Sunday, September 14, 2008

September 15, 2008 – Back to the Basic: Competing Project Constraints

Following last week’s edition, one of my project management co-conspirators dropped me a note informing me that the triple constraint (see The Troubling Triangle) is officially dead. The upcoming release of the PMBOK Guide 4th edition has killed it.

In lieu of the binding, restricting, tri-legged barer of logic, PMI has opted for “Competing Project Constraints.” The new PMBOK includes Scope, Quality, Schedule, Budget, Resources and Risk as a representative list of the numerous constraints that a Project Manager faces.

Without reading the text directly I can not make a fully informed decision about the wisdom of creating a multisided polygon constraint. For one thing it doesn’t have quite the same ring as a triangle (I’m sure there’s a bad musical percussion joke in there somewhere). However, here are my initial thoughts.

  1. I whole heartedly agree that Project Managers have more to worry about than Scope, Schedule and Budget. I don’t think there was ever any real misunderstanding of that fact.
  2. By removing the Triple Constraint and accompanying triangular image, we loose the visual used to explain the impact of changing one of the legs.
  3. Of the examples given as other constraints, Quality is easily represented by the size of the area encompassed by the leg segments of the triangle. Although not originally part of the image, it fits.
  4. Another, Resources is generally a factor of the cost (or budget) of the project. If money is no object you can get better and more resources. The New York Yankees and Real Madrid sports franchises, with their ability to buy talent, come to mind. Generally speaking, projects run out of time or money before they experience a lack in available resources.
  5. For the other, Risks, I need more explanation for the use of the term “constraint.” If the term means “factors that may adversely impact your project” then I would agree.

Perhaps that is the basis of the change in the terms used. PMI may believe that it is doing us a favor by widening the term to show the myriad of chainsaws and knives we need to keep juggling.
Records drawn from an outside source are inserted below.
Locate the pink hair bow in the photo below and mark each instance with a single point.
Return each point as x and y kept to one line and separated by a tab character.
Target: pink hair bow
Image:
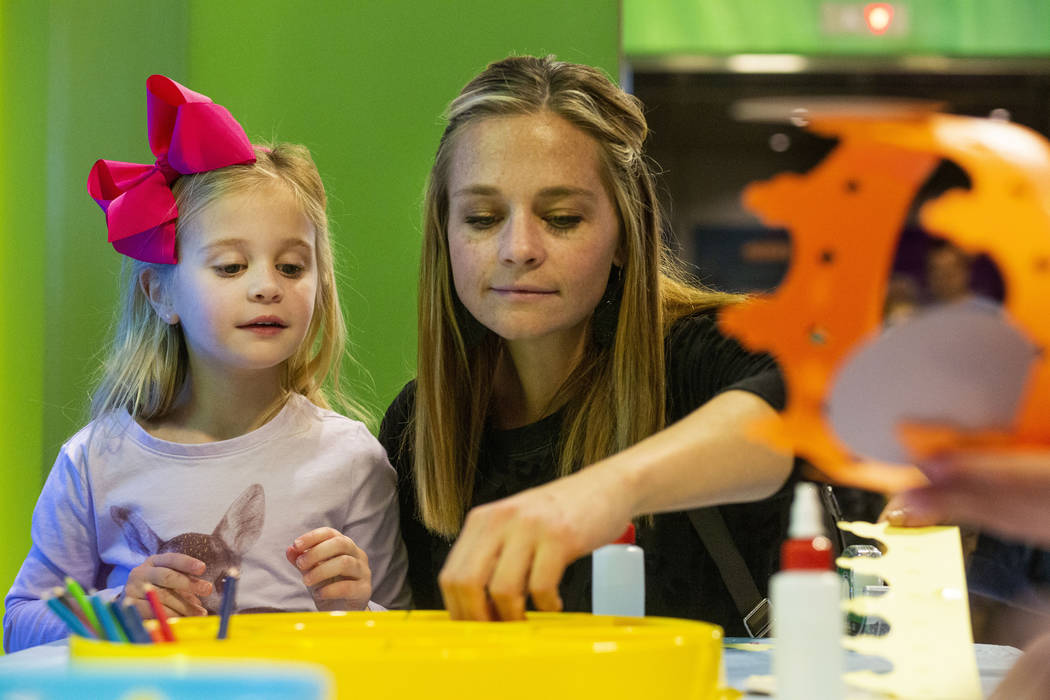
188	133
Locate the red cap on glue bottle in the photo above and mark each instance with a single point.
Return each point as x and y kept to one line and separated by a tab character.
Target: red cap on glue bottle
806	548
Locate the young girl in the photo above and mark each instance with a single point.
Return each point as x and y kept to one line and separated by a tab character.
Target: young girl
212	446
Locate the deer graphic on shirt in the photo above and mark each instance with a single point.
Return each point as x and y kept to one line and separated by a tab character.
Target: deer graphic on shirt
221	551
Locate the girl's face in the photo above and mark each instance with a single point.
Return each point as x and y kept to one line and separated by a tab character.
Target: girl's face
246	282
532	232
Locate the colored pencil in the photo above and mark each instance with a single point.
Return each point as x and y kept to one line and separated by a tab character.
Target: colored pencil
67	616
69	602
139	633
162	619
114	610
229	598
81	598
109	624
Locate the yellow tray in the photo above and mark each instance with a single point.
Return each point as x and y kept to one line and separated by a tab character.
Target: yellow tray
424	654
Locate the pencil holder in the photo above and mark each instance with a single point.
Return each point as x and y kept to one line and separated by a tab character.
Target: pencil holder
425	654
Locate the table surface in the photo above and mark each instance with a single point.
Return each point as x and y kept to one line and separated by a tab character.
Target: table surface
993	661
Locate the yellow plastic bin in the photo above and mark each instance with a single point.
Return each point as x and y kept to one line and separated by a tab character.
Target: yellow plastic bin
424	654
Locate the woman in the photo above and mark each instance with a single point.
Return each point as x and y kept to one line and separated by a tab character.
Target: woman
554	333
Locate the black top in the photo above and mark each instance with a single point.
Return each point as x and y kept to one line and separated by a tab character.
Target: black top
681	580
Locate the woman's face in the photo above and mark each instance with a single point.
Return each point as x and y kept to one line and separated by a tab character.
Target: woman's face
532	232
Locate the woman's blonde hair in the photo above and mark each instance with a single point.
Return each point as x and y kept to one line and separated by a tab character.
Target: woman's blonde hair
615	396
147	365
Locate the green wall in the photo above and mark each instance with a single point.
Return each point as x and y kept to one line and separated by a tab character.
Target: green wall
361	83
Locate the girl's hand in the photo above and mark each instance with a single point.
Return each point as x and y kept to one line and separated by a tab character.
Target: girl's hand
1007	492
520	546
175	578
333	568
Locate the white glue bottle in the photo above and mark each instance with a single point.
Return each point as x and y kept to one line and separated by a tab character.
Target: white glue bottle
807	622
618	578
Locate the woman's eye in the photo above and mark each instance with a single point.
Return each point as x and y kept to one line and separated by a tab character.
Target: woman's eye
229	270
563	221
290	270
481	220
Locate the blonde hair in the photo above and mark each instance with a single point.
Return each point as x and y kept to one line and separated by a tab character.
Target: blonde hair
147	364
615	396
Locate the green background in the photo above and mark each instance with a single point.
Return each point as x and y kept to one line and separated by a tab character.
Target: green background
361	83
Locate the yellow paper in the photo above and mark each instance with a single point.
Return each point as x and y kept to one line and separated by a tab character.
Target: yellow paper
930	642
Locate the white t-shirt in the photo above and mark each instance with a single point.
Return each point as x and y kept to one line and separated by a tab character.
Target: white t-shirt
118	494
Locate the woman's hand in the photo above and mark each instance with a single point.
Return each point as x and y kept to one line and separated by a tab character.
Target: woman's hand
333	568
520	546
175	578
1004	491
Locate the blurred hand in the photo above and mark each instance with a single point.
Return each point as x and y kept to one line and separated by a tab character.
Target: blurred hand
1029	679
1004	491
175	578
333	568
520	546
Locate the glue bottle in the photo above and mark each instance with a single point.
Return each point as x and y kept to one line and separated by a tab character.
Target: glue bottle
618	578
807	622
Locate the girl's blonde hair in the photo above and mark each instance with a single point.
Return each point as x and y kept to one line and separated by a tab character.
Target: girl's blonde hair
147	365
615	396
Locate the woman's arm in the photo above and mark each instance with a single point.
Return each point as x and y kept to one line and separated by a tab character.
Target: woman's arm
521	546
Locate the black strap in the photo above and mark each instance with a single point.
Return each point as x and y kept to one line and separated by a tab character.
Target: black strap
753	608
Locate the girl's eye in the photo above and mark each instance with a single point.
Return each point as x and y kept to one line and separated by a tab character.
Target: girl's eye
230	270
563	221
481	221
290	270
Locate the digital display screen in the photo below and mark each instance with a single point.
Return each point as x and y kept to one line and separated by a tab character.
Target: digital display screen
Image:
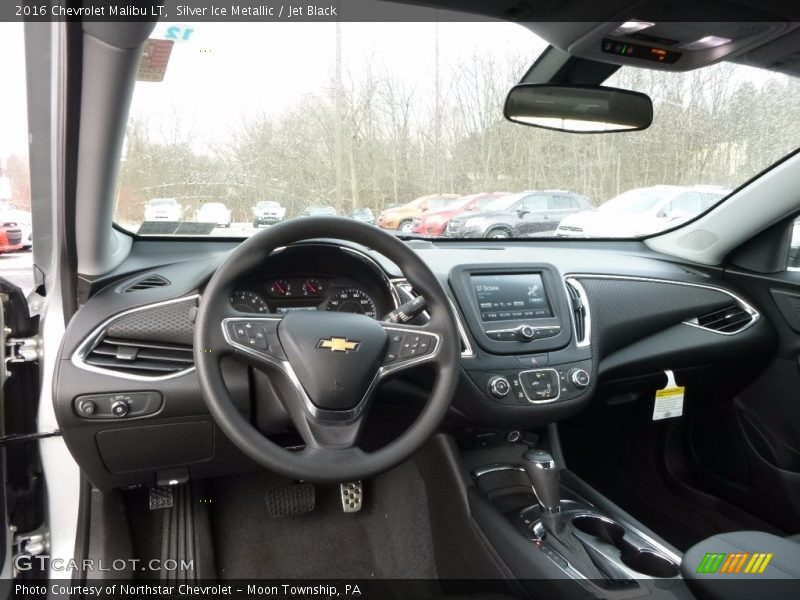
511	297
643	52
285	309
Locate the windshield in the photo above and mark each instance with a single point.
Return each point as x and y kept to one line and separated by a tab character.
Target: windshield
635	201
401	128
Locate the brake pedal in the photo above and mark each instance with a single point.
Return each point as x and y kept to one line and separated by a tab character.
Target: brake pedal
352	496
291	499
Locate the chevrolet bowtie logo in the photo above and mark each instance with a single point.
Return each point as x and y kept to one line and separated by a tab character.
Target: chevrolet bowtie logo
338	344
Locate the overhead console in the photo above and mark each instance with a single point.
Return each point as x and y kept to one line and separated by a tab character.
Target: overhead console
513	310
675	36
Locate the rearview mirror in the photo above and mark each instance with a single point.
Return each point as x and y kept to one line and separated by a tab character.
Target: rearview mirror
578	108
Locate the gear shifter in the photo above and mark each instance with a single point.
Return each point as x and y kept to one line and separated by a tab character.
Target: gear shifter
541	469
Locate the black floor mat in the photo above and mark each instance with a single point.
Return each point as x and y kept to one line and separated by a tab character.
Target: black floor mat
389	538
621	458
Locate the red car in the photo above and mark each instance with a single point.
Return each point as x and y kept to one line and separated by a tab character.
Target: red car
10	237
434	222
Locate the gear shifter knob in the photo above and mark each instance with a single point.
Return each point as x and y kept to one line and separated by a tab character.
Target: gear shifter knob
541	470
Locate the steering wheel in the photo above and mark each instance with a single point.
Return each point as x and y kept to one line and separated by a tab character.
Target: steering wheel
324	366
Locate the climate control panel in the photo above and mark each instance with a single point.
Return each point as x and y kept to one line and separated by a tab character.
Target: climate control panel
536	385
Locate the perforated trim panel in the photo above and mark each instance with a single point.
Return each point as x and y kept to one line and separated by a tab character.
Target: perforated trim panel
624	311
169	322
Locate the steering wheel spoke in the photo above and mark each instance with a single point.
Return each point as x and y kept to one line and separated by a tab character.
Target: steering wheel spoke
409	346
255	340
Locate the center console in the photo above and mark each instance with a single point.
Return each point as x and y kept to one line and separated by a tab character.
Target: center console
531	331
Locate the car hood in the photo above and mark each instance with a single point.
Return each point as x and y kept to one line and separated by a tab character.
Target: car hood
606	224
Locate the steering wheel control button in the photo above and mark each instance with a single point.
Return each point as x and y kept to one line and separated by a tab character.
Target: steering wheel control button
499	387
541	385
579	378
87	407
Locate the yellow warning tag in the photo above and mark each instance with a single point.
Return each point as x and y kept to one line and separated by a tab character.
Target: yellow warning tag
669	401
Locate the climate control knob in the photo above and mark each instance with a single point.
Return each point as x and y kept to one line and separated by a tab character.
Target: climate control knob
499	387
580	378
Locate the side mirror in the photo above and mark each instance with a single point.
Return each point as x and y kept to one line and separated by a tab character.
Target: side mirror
578	108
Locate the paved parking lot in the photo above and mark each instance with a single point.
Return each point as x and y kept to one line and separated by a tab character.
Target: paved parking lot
17	268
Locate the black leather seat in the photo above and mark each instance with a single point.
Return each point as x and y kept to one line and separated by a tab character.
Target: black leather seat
778	580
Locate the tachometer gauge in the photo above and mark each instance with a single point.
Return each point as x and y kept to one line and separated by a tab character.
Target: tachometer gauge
281	288
312	287
353	301
244	301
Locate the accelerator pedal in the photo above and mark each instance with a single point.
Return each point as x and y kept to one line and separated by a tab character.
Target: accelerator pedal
161	497
290	499
352	496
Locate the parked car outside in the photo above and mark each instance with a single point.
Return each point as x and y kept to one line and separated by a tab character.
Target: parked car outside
434	222
10	237
365	215
526	214
319	211
163	209
641	211
268	212
214	212
9	213
402	217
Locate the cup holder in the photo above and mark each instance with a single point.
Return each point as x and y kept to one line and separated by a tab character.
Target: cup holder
600	527
642	560
650	563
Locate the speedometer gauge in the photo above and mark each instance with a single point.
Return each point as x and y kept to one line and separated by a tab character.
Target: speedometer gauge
244	301
353	300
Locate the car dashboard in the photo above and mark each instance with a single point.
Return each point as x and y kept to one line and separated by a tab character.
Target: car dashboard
542	325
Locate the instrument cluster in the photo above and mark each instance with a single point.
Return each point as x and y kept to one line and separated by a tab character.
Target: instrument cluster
287	294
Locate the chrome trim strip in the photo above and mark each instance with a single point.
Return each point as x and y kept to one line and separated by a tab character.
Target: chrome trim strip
286	368
587	321
480	471
78	358
531	401
754	314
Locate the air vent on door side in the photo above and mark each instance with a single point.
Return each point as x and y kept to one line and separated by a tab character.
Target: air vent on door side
133	357
580	311
731	319
150	282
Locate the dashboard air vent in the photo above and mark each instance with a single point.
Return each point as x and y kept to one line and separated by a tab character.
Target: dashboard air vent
147	283
731	319
580	311
140	358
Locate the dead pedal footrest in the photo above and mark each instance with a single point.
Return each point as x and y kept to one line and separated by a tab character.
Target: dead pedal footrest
352	496
290	499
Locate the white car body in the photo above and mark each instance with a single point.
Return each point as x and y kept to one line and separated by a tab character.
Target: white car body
268	212
163	209
641	211
8	213
214	212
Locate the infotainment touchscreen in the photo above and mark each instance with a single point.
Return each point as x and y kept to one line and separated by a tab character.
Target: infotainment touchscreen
511	297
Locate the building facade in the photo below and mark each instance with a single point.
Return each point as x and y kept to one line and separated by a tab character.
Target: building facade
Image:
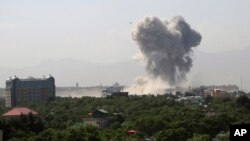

My fear is that it opens the door for management to defy the simple logic that if they increase scope, schedule or budget, one or both of the other legs have to adjust.

If we are expanding the number of constraints, maybe we just need a different image:
Picket Fence – Each of the slats represents a constraint holding the project level.
Suspension Bridge – All of the cables adjusted to keep the path safe for passage.
Multi-legged Table – Legs adjusting together to support the project.

Whatever the symbol, I will miss the triangle.


Brian Buck said...

I have been formally studying and applying project management for 1.75 years. The triple contraint triange is the most fundamental image and concept that I have latched onto and seen its impact directly in my projects!

I agree wholeheartedly that quality is in the area of the triange since the change of Time, Cost (Budget), and Scope will have direct impact on it. I have seen other trianges where scope wasn't a line but quality was there and I always disagreed with that representation!

You are right resources are part of Cost.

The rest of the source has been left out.